Ils sont venus pourquoi? ils étaient d'accord pour s'aventurer très au nord, se rendre compte de ce qu'était le
phénomène de cette mer en train de disparaître. Mais au fur et à mesure, une espèce de stupeur les gagne, on leur
dit qu'il n'y a pas longtemps encore, elle était à leurs pieds la mer. A leurs pieds car maintenant ils se trouvent au
bord d'une falaise, et devant eux des collines, des ravins, encore des collines, tout cela verdâtre, jaune, bleu, ils
comprennent que tout cela était des fonds marins, maintenant c'est un paysage lunaire.
Leur chauffeur toujours silencieux se soulage derrière la voiture, leur guide, une jolie femme à la longue chevelure
noire, s'est avancée un peu pour accompagner la petite troupe, mais pas trop loin, elle semble un peu réticente, en
fait elle n'est jamais venue jusqu'ici, alors comme pour se rassurer avec des gestes familiers, elle sort un petit miroir de
son sac qui ne la quitte pas, et envisage de se refaire une beauté. Elle non plus ne dit rien. Ses discours habituels et
historiques sur les monuments fastueux des villes n'ont plus cours ici.
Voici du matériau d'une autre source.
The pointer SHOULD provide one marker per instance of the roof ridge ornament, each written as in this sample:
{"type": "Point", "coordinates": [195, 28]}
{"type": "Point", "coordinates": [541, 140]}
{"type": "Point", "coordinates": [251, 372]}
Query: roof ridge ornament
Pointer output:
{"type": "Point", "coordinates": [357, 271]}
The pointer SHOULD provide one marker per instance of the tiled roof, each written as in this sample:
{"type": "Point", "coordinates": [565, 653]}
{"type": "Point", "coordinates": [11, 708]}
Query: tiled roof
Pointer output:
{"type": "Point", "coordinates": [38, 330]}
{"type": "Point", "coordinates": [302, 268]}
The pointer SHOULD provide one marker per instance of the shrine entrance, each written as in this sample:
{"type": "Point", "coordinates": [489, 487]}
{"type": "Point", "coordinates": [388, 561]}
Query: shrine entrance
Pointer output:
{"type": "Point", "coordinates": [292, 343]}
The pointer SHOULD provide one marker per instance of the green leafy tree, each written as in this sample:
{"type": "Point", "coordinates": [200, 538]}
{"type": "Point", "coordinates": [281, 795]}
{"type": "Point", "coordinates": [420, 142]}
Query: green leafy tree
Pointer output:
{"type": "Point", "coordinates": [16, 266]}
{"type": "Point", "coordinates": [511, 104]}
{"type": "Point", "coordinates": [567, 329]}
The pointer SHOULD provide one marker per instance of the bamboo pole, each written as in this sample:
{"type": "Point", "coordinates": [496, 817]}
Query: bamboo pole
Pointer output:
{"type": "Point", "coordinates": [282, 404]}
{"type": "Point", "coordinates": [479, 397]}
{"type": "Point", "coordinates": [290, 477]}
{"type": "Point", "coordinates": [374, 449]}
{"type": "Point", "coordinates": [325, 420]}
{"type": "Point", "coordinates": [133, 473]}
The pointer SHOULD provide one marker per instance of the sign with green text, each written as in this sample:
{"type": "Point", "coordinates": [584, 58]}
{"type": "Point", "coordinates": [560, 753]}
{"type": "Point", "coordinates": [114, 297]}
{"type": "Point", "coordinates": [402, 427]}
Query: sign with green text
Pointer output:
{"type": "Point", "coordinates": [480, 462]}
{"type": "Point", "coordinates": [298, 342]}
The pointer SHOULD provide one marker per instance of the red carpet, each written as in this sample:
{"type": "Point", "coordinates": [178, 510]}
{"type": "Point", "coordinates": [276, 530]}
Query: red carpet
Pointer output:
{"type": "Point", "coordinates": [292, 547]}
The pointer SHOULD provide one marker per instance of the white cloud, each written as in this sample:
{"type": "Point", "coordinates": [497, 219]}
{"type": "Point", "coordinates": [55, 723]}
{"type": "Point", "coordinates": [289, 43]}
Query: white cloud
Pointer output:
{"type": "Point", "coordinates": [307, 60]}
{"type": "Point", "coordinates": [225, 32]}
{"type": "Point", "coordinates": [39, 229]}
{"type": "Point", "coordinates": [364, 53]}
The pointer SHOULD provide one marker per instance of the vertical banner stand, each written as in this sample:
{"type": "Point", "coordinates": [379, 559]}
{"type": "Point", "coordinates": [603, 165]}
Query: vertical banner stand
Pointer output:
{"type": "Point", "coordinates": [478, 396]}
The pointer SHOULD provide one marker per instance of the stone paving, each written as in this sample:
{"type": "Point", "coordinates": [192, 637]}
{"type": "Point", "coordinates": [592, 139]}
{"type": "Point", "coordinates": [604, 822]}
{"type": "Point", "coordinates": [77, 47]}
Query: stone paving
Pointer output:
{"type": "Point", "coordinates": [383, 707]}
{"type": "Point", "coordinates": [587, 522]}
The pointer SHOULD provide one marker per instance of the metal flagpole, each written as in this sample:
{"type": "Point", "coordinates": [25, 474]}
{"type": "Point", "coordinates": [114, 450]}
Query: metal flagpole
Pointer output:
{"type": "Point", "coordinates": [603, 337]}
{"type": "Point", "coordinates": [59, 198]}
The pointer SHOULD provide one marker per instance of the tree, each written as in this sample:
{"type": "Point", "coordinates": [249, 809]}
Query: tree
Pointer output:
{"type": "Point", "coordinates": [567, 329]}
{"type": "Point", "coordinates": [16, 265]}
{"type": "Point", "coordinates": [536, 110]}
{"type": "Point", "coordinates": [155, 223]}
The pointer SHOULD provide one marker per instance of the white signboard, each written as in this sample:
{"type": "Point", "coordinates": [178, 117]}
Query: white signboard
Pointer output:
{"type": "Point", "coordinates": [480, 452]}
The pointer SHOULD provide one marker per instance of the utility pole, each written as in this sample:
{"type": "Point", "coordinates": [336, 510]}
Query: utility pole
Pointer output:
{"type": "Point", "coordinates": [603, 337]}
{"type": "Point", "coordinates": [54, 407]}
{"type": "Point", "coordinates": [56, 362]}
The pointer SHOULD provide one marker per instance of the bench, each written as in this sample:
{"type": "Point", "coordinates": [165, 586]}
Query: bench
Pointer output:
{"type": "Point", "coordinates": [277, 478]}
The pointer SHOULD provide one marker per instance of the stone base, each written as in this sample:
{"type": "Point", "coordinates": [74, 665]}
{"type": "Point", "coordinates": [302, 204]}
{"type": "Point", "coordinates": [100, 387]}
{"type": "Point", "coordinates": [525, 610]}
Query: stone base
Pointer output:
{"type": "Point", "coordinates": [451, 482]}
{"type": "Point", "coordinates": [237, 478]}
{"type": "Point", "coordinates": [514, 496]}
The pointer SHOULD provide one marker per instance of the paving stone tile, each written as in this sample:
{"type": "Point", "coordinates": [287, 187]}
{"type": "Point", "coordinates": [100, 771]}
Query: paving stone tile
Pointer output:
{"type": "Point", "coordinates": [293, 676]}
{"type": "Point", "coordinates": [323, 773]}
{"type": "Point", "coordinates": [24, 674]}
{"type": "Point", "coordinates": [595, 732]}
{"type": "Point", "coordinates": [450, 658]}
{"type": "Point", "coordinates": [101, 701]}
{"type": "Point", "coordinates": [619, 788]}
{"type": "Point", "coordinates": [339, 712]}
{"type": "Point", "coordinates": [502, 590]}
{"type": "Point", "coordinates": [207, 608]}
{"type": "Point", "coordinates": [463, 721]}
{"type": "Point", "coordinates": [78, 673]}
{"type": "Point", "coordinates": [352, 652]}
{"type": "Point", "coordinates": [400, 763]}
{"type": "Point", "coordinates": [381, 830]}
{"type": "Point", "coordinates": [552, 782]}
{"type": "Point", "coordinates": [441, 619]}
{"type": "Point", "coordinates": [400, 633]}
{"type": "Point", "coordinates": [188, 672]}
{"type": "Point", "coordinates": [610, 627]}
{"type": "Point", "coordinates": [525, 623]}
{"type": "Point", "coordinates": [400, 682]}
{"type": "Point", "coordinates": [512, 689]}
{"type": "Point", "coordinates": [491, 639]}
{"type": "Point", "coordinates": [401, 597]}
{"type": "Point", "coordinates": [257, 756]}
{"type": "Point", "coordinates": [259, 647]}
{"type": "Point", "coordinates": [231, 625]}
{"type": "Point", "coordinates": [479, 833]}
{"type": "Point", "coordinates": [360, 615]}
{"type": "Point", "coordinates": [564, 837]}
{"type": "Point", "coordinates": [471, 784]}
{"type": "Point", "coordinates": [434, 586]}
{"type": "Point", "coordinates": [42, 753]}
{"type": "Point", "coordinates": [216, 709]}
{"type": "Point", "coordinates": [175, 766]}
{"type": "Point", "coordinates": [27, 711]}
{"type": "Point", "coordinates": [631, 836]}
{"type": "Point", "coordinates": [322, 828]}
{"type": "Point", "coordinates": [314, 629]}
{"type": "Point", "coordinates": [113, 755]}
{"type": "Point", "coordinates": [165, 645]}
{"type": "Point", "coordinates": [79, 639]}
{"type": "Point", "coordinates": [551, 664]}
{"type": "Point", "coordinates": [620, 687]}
Les autres qui sont venus pour tout cela s'habituent à cette terre, ils éprouvent comme une empathie pour elle, se
prosterneraient volontiers pour prier Allah, les dieux de la pluie et de l'orage pour que l'eau revienne avec ses
poissons rutilants qui étaient la richesse des villageois autrefois.
Plus tard, la voiture est descendue de cette falaise et a parcouru ce paysage étrange, accidenté, magnifique,
jusqu'à un plateau où elle s'est arrêtée. De là, ils peuvent la voir, la mer ou ce qu'il en reste. Ils ont marché
longuement, pour s'en approcher, se sont enfoncés dans une vase nauséabonde et sont arrivés à une plage ocre et
blanche de coquillages minuscules et éblouissants. De petites vagues dérisoires viennent mourir sur cette grève putride.
Et comme une suprême ironie, le coucher du soleil qui répand sa lumière somptueuse sur cette eau comme il le fait
partout, au cap Sounion ou à la pointe du Finistère!
Bien des heures plus tard, le lendemain, et des cahots encore, ils sont arrivés à un village très loin de la mer, les
pêcheurs sans poissons sont là, cachés dans leurs maisons misérables, leurs bateaux rouillés abandonnés sur le sable
sont là, leur désespoir et leur résignation. Presque personne à voir, - que faire dehors quand des voyageurs arrivent,
s'arrêtent un moment avec l'idée folle de leur venir en aide?
Il vaut mieux repartir qu'ajouter des sourires et des bonjours à leur honte de n'avoir rien, rien à montrer que leur
dénuement, rien à offrir aux étrangers alors que partout dans ce pays on est heureux de les faire entrer et de leur
préparer un bol de thé.
On a beau savoir que cette mer diminue depuis un siècle, que l'eau des deux fleuves qui l'alimentaient a été
détournée pour irriguer les champs de coton, qu'elle s'évapore joyeusement de tous les fossés, il reste que:
"Si tu comprends, les choses sont comme elles sont, si tu ne comprends pas, les choses sont comme elles sont."